Additional funding ($5.9 million) is requested to support the SEC's automation efforts to improve efficiency and productivity through the use of automated PC-based computer applications. The funding will enable the SEC to conduct the final year 2000 testing and respond to any problems experienced, continue the multi-year effort to develop and implement important new tools for the inspections and examinations activity, develop an electronic filing and dissemination system for investment advisers, and maintain an adequate infrastructure replacement program. Priority initiatives include improving the capital planning process, researching hardware leasing alternatives, exploring solutions for document and electronic records management, matching information technology application development with Government Performance and Results Act goals, and finding better ways to access and manage the vast amounts of data filed with the Commission.
The President's fiscal 2000 budget proposes total funding for the SEC of $360.8 million, from two funding sources: $230 million from fiscal 2000 offsetting fee collections and $130.8 million in carryover from fiscal 1998 offsetting fee collections. The proposed budget is consistent with the declining fee rates established in NSMIA. However, this approach continues the SEC's reliance on a combination of excess fee collections from prior years and new collections, thereby continuing to postpone the shift to a full appropriation.
The SEC plays a vital role in protecting U.S. securities markets from fraud, manipulation, and other practices that continually threaten to undermine the integrity of our markets. The Commission has requested additional resources to enable us to target those areas of market growth and change where our efforts can have the greatest impact. This request recognizes that important work lies ahead of us. The challenges we face over the coming year include:
- aggressively combatting fraud both on and off the Internet and maintaining public confidence in the markets,
- maintaining the integrity of financial reporting, and
- maintaining vigilant oversight of traditional and alternative trading systems, as well as developments in on-line brokerage and day trading.

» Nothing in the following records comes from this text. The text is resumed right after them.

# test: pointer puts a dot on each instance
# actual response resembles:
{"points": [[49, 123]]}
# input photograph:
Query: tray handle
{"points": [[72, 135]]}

As the 21st century approaches, the U.S. must be ready to meet the challenges presented by a changing marketplace in order to maintain the leadership of its markets. To take on new challenges and to continue the Commission's excellent record of effective investor protection, law enforcement, and market oversight, the Commission needs the increased resources requested today.
I do not expect that the resources we are requesting for fiscal 2000 will be sufficient to deal with all the challenges facing the agency. For the next several years, I envision staffing requests with increases in excess of that identified for this year. We recognize the constraints faced by this Subcommittee and the competing demands for funding, and I can assure you we do not make this request casually. You can be certain that requested increases will be supported by both our achievements and a compelling justification.
The Commission looks forward to working with the Subcommittee in its continuing efforts to promote the effectiveness of the SEC and the strength of our markets.